M-CASの開発背景には、2024年1月の能登半島地震における避難困難事例がある。建物の倒壊や道路寸断により、要配慮者の長距離移動が困難となったことを受け、RECOは「設置場所を選ばず、少人数で展開可能な屋内退避設備」の必要性に着目。従来の建物気密化方式に代わる可搬型陽圧空間として、M-CASを設計した。

本装置は、空気を送るだけで自立するエアテント構造を採用。外部フレームを排除することで、設営作業の簡素化と軽量化を実現しており、大人2名で約5分以内に展張可能。
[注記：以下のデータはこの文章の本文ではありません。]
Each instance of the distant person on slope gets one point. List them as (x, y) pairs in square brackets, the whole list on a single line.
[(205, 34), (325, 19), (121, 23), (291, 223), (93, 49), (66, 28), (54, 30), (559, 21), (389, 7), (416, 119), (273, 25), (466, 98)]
事前工事不要で、体育館・公民館・集会場など多様な施設への設置に対応する。

■モジュール構成で柔軟なレイアウト設計が可能

M-CASは、居室テント(幅6m×奥行8m×高さ2.5m)とユーティリティテント(奥行4m、1~3室構成)を自由に組み合わせることで、小規模から大規模までの陽圧エリアを柔軟に構築できる。居室テントには簡易ベッド10台の設置が可能で、ユーティリティテントはトイレ、支援者休憩、備蓄品置き場など多用途に対応する。

空気浄化ユニットは、テントの自立と内部陽圧化を1台で担い、装置一式は小型トラックまたはSUV車1台で輸送可能。防災倉庫での保管から指定避難所への迅速な搬送・展開を想定した設計となっている。

■実証訓練で高評価、自治体支援の新たな選択肢に

本年8月31日に新潟県柏崎市で実施された原子力防災訓練では、試作機がコミュニティセンター内に設置され、参加住民からは「設営の容易さ」「空間の快適性」に高い評価が寄せられた。RECOは今後も、自治体・事業者との連携を通じて、原子力災害時の屋内退避支援体制の強化に貢献していく方針。